General characteristics
- Class & type: Type UB III submarine
- Displacement: 510 t (500 long tons) surfaced; 640 t (630 long tons) submerged;
- Length: 55.52 m (182 ft 2 in) (o/a)
- Beam: 5.76 m (18 ft 11 in)
- Draught: 3.73 m (12 ft 3 in)
- Propulsion: 2 × propeller shaft; 2 × MAN-Vulcan four-stroke 6-cylinder diesel engines, 1,085 bhp (809 kW); 2 × Siemens-Schuckert electric motors, 780 shp (580 kW);
- Speed: 13 knots (24 km/h; 15 mph) surfaced; 7.4 knots (13.7 km/h; 8.5 mph) submerged;
- Range: 7,120 nmi (13,190 km; 8,190 mi) at 6 knots (11 km/h; 6.9 mph) surfaced; 55 nmi (102 km; 63 mi) at 4 knots (7.4 km/h; 4.6 mph) submerged;
- Test depth: 50 m (160 ft)
- Complement: 3 officers, 31 men
- Armament: 5 × 50 cm (19.7 in) torpedo tubes (4 bow, 1 stern); 10 torpedoes; 1 × 10.5 cm (4.13 in) deck gun;

Service record
- Commanders: Lt.z.S.d.R. Oskar Brinkmann; 26 July – 14 August 1918; Oblt.z.S. Georg Stollenz; 15 August – 11 November 1918;
- Operations: No patrols
- Victories: None

= SM UB-97 =

SM UB-97 was a German Type UB III submarine or U-boat in the German Imperial Navy (Kaiserliche Marine) during World War I. She was commissioned into the German Imperial Navy on 25 July 1918 as SM UB-97.

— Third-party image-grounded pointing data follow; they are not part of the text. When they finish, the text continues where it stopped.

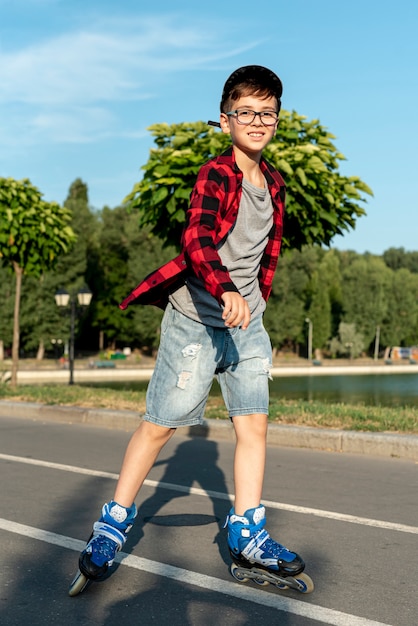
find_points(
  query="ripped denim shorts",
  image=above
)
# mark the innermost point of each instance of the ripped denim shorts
(191, 354)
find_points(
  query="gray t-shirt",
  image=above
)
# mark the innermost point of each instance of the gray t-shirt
(241, 253)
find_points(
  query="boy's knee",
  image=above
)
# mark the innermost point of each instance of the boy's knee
(254, 425)
(156, 432)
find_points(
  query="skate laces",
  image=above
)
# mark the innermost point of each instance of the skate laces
(262, 546)
(102, 550)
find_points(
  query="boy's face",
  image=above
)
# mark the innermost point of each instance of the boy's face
(251, 138)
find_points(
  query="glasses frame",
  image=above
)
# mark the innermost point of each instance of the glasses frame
(259, 113)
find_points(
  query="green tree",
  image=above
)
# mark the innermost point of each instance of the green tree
(33, 233)
(321, 202)
(365, 289)
(400, 327)
(127, 255)
(286, 309)
(41, 319)
(349, 342)
(397, 258)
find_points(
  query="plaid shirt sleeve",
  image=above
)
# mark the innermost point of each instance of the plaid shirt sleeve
(212, 212)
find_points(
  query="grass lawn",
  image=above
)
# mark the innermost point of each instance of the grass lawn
(297, 412)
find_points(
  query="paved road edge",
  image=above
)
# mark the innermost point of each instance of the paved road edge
(373, 444)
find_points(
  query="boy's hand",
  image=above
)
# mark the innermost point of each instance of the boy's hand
(236, 310)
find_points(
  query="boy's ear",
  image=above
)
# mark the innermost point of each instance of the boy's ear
(224, 121)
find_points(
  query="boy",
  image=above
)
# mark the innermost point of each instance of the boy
(214, 294)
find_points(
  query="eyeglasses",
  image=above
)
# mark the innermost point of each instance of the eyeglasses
(247, 116)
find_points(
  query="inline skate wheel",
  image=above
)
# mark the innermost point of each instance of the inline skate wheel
(261, 581)
(77, 585)
(237, 574)
(306, 582)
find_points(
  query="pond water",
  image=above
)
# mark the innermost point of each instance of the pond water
(368, 389)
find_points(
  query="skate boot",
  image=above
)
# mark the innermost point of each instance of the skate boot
(108, 537)
(258, 557)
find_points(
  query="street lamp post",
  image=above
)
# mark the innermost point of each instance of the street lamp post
(62, 298)
(310, 332)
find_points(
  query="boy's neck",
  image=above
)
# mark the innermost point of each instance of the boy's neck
(249, 164)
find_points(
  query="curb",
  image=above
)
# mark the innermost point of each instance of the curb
(372, 444)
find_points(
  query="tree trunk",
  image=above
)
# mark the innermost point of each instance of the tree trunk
(41, 350)
(16, 329)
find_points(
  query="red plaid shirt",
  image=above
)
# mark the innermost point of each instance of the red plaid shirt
(213, 210)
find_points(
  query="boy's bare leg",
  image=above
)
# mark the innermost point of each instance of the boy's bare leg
(141, 453)
(250, 460)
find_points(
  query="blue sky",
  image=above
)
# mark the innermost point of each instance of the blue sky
(80, 82)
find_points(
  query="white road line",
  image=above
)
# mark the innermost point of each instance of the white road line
(235, 590)
(283, 506)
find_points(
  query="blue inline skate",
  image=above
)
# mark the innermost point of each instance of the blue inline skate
(108, 537)
(256, 556)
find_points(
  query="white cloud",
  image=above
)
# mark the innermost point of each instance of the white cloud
(66, 88)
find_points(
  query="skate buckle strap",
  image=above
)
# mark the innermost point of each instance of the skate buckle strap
(254, 551)
(106, 530)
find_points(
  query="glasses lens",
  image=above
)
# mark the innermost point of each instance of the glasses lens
(246, 116)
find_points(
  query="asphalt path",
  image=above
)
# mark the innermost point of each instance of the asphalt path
(353, 519)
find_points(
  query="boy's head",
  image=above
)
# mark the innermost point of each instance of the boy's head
(251, 80)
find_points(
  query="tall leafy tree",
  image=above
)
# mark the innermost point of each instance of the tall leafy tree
(33, 233)
(400, 326)
(42, 321)
(321, 202)
(365, 288)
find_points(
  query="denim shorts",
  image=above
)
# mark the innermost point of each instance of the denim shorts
(191, 354)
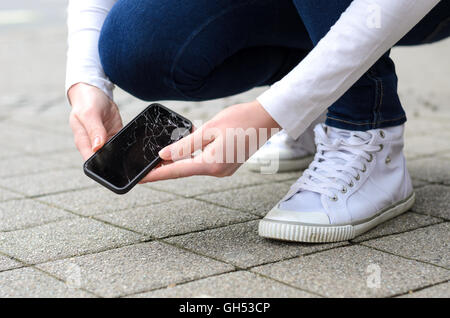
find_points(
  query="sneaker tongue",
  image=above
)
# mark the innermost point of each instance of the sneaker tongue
(309, 201)
(335, 133)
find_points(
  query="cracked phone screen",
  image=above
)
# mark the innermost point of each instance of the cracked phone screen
(136, 147)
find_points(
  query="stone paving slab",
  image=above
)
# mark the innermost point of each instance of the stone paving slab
(8, 263)
(25, 165)
(353, 272)
(69, 158)
(433, 200)
(435, 170)
(198, 185)
(419, 146)
(137, 268)
(405, 222)
(437, 291)
(241, 284)
(430, 244)
(32, 283)
(19, 214)
(63, 239)
(417, 183)
(9, 195)
(241, 245)
(8, 152)
(33, 141)
(175, 217)
(48, 182)
(258, 199)
(99, 200)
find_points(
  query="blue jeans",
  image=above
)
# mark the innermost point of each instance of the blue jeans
(206, 49)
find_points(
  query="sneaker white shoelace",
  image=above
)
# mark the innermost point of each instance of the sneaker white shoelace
(339, 160)
(282, 139)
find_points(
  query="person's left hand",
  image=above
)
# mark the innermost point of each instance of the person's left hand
(226, 141)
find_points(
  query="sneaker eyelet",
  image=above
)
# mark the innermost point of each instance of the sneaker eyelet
(388, 159)
(334, 198)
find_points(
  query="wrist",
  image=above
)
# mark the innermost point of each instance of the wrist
(265, 120)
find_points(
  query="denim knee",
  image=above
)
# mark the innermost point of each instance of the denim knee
(134, 54)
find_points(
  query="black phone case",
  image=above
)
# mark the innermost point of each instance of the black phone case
(143, 173)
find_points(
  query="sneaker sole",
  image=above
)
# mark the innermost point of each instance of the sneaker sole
(284, 165)
(290, 231)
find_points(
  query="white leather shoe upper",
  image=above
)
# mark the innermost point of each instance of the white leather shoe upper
(354, 176)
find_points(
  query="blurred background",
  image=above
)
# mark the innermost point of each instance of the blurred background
(32, 60)
(50, 211)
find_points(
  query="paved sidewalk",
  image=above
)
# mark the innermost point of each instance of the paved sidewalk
(62, 235)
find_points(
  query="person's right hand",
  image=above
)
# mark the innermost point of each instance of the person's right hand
(94, 118)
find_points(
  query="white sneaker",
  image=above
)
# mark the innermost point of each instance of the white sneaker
(281, 153)
(357, 180)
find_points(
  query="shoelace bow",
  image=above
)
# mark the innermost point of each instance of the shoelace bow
(337, 162)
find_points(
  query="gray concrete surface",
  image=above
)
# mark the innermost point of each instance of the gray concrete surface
(62, 235)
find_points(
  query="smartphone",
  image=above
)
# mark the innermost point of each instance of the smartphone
(125, 159)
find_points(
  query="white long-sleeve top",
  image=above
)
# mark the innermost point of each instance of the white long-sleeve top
(363, 33)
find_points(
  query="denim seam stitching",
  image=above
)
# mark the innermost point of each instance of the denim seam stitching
(378, 97)
(192, 36)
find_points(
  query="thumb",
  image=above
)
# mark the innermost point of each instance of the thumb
(185, 147)
(96, 131)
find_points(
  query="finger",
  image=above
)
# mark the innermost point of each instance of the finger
(93, 124)
(162, 163)
(185, 147)
(81, 137)
(178, 169)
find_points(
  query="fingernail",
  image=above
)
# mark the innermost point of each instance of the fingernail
(97, 142)
(163, 153)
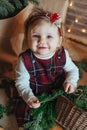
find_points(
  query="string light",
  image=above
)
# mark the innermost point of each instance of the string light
(76, 20)
(83, 30)
(69, 30)
(71, 4)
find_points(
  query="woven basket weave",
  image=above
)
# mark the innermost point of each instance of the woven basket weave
(69, 116)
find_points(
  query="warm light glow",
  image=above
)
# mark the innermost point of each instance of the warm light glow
(71, 4)
(76, 20)
(83, 30)
(69, 30)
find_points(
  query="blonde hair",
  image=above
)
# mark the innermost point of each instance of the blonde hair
(37, 16)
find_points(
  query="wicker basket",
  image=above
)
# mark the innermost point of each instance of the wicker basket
(69, 116)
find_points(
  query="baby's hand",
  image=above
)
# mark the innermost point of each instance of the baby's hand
(33, 102)
(69, 88)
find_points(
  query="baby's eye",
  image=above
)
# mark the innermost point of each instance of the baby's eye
(49, 36)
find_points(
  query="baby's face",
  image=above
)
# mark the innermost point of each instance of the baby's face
(44, 39)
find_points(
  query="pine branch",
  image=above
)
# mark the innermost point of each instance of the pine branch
(47, 115)
(9, 8)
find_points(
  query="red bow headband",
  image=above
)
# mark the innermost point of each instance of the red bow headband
(56, 19)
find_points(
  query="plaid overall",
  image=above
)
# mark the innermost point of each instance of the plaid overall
(45, 75)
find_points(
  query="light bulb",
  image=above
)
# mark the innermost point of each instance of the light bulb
(83, 30)
(76, 20)
(70, 4)
(69, 30)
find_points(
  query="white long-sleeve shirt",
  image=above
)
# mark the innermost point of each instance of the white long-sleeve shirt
(23, 77)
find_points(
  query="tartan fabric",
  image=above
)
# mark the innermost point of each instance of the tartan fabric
(45, 75)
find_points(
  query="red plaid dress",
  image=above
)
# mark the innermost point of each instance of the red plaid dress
(45, 75)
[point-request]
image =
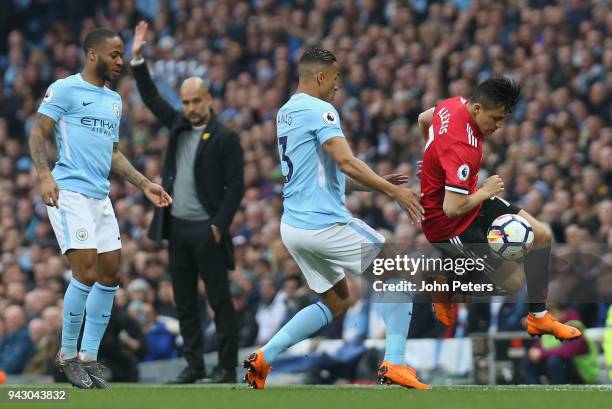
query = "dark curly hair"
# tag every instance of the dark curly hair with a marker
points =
(95, 36)
(315, 56)
(497, 91)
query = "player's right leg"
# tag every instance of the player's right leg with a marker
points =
(323, 277)
(74, 229)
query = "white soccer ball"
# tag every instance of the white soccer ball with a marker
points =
(510, 237)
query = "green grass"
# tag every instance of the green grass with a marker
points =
(126, 396)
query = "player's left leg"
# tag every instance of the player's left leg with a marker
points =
(537, 270)
(100, 300)
(395, 307)
(99, 306)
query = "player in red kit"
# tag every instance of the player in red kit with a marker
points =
(458, 213)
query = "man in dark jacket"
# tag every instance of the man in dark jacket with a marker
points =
(203, 171)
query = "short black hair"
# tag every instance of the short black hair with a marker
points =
(497, 91)
(315, 55)
(95, 36)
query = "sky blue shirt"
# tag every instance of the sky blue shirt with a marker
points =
(86, 127)
(314, 185)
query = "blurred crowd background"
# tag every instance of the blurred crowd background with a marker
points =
(398, 58)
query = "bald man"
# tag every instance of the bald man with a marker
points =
(203, 171)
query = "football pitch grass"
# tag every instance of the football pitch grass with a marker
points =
(129, 396)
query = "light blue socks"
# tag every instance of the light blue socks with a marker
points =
(396, 310)
(305, 323)
(99, 306)
(74, 308)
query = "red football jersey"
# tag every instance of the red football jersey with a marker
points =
(451, 161)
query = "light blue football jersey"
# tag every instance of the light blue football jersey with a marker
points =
(314, 185)
(86, 126)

UB-97 was surrendered to the Allies at Harwich on 21 November 1918 in accordance with the requirements of the Armistice with Germany. After passing into British hands, UB-97 was towed to Falmouth along with five other U-boats for use in a series of explosive test trials by the Royal Navy in Falmouth Bay, in order to find weaknesses in their design. Following her use on 7 March 1921, UB-97 was dumped on Castle Beach and sold to R. Roskelly & Rodgers on 19 April 1921 for scrap (for £50), and partially salvaged over the following decades, although parts remain in situ.

==Construction==

he was built by AG Vulcan of Hamburg and following just under a year of construction, launched at Hamburg on 13 June 1918. UB-97 was commissioned later the same year under the command of Oblt.z.S. Oskar Brinkmann. Like all Type UB III submarines, UB-97 carried 10 torpedoes and was armed with a 10.5 cm deck gun. UB-97 would carry a crew of up to 3 officer and 31 men and had a cruising range of 7,120 nmi. UB-97 had a displacement of 510 t while surfaced and 640 t when submerged. Her engines enabled her to travel at 13 kn when surfaced and 7.4 kn when submerged.